With this unambitious scope, there is a heavy reliance on the talents of the trio of actors featured here, but it proves to be quite successful thanks to some memorable performances. Min-ah is beautifully played by Im Soo-jeong, fresh out of her starring role in Tale of Two Sisters. For a debut actress, she had a great year in 2003, scooping up no less than 4 “Best New Actress” film awards. Lee Mi-sook (Untold Scandal) as Min-ah’s mother, plays a very convincing role and also one that is refreshingly different. The practical jokes she plays on her daughter, which are possessed with a slight cruelty that would have Ricky Gervais wincing, are incredibly well-executed with motherly warmth. Kim Rae-won (My Little Bride, Mr Socrates) does a good job as the charming neighbour. His tactics at winning Min-ah over are quite juvenile but they come across naturally for him and couple well with the other layers of his character which manifest over the course of the film.
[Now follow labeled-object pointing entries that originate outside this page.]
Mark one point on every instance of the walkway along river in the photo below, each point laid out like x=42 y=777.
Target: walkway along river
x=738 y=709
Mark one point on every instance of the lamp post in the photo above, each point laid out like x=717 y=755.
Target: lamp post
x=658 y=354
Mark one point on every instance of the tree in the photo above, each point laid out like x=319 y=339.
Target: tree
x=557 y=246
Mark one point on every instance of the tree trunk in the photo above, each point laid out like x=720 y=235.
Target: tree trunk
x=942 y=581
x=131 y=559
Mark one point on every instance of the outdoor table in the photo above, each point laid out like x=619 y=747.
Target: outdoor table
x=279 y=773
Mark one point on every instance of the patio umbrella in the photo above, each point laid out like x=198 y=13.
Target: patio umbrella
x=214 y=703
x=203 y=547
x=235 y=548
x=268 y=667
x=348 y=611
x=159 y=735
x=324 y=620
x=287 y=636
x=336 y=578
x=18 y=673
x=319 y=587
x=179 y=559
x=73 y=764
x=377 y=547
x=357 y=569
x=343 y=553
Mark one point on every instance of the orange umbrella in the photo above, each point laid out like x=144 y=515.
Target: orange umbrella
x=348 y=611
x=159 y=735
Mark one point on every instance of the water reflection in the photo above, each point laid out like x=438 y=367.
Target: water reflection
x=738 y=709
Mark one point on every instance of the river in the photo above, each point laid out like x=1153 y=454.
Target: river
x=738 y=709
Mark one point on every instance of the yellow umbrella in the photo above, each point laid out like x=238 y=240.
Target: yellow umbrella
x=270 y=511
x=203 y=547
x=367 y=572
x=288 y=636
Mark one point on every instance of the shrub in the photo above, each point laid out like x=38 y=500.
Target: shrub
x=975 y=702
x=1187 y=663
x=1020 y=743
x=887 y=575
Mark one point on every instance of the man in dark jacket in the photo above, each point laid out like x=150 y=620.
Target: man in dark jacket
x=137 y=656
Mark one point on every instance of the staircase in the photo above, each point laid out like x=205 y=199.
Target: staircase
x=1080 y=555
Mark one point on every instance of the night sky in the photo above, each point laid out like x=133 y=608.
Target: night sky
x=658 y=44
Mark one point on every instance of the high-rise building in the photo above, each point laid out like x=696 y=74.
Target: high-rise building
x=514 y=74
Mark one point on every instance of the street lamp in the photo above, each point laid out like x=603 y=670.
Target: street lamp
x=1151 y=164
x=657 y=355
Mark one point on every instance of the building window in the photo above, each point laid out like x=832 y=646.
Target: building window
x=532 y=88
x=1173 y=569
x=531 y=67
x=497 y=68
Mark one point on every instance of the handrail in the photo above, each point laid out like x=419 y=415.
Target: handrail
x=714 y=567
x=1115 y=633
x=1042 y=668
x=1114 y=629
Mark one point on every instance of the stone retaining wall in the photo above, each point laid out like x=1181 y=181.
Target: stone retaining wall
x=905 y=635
While the story remains fairly simple, this turns out to be part of its charm. There’s no deliberation to contrive the film into either a romance or a melodrama — just to let it simply be a “story”. The mother-daughter relationship proves to be an interesting highlight of the film and balances well with the evolution of the romantic elements. Nothing is over-stated and there is a welcome lack of the usual assortment of clichés that can be found in this genre. …ing would certainly appeal to anyone who appreciates a film that can transcend genres to become its own real and rewarding story.